It wasn’t that long ago that statistics presented an alarming picture about the survival rate of first-year businesses. However in a 2015 publication from the US Department of Labor, the survival rate has been revised upward to show that about 75% of new businesses are able to outlast the trials and tribulations of their first year. With a little luck and dedication to sound business principles, your small business can also join the ranks of first-year business survivors.

Prepare a Solid Business Plan

Without having a well thought out, well documented business plan, your chances of first-year survival decrease dramatically. Any new startup company should strongly consider the first three years of business, and probably even the first five. The things to take into account in this five-year business plan should include all of the following: a strategy for any necessary funding, detailed descriptions of your products or services, company description and mission statement, an executive summary, research on your intended market, marketing and advertising plans, and financial projections over those first five years.

Put Metrics in Place

If you don’t measure the progress of your business, you’ll never know if you’re advancing toward your goals and objectives. Make sure to have a set of long-term objectives in place, as well as short-term objectives, and regularly compare your actual progress against them.

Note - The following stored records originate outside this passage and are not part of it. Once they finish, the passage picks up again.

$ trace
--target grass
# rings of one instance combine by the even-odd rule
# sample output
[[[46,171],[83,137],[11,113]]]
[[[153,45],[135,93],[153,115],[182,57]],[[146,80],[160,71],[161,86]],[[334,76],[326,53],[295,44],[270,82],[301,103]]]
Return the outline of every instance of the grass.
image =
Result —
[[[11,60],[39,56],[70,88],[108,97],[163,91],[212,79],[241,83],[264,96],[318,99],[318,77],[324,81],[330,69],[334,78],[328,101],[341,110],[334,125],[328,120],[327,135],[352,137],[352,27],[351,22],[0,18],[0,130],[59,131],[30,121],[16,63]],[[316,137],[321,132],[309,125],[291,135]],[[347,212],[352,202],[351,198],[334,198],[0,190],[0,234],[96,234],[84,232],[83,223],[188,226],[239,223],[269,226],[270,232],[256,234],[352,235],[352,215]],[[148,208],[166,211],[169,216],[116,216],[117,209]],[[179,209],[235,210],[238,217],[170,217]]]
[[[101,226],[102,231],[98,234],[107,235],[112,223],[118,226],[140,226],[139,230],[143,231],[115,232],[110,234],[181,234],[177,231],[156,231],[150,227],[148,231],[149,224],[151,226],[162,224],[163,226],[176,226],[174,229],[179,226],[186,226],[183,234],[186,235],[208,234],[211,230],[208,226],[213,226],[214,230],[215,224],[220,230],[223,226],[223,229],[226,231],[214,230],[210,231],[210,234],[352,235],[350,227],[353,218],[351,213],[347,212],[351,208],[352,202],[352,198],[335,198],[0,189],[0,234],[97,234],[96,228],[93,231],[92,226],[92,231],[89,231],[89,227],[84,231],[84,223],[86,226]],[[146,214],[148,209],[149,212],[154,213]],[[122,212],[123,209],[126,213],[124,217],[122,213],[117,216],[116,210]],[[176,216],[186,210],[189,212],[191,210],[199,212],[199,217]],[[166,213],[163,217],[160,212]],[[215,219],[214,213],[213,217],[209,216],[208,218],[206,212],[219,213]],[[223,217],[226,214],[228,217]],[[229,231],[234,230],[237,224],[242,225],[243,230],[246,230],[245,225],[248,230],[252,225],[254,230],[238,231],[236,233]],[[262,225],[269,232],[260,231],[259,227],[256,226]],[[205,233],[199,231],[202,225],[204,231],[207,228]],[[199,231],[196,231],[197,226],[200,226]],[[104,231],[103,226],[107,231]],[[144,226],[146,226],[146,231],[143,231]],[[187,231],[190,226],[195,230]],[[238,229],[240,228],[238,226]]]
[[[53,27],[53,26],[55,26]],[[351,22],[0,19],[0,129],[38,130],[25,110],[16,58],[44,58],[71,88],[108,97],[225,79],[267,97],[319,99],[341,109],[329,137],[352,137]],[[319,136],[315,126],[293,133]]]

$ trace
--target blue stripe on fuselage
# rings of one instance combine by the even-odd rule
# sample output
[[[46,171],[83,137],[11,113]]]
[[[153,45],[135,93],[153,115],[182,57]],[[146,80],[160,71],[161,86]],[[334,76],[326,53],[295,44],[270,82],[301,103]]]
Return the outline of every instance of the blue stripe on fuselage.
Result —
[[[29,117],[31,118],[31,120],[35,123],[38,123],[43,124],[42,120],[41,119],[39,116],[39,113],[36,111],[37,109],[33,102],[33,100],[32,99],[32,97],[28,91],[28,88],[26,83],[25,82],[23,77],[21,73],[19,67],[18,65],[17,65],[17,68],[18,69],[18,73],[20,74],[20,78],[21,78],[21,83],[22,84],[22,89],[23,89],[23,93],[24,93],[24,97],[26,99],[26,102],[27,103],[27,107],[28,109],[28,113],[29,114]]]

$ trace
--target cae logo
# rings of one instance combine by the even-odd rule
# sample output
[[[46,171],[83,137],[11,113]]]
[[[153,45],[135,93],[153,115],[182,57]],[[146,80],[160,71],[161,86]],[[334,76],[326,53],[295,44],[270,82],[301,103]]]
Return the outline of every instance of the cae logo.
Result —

When you fail to match up with these stated goals, you may need to make adjustments in your business strategy before it’s too late.

Remember the Importance of Content

One of the things that has the most impact on your company’s brand, your overall mission, and its value to customers is content marketing. Especially in that first year, it’s extremely important for you to get your message out in the most concise way possible, and engage customers with your company, so as to develop long-term relationships.

Don’t Overlook Customer Service

With startup companies emerging by the hundreds and thousands, there are very few new products or services being offered to consumers. Very often, the only thing that differentiates one small business from another is superior customer service. To help you survive that first year in business, you should do whatever it takes to provide the absolute best customer service possible, so that you can distinguish yourself from competitors.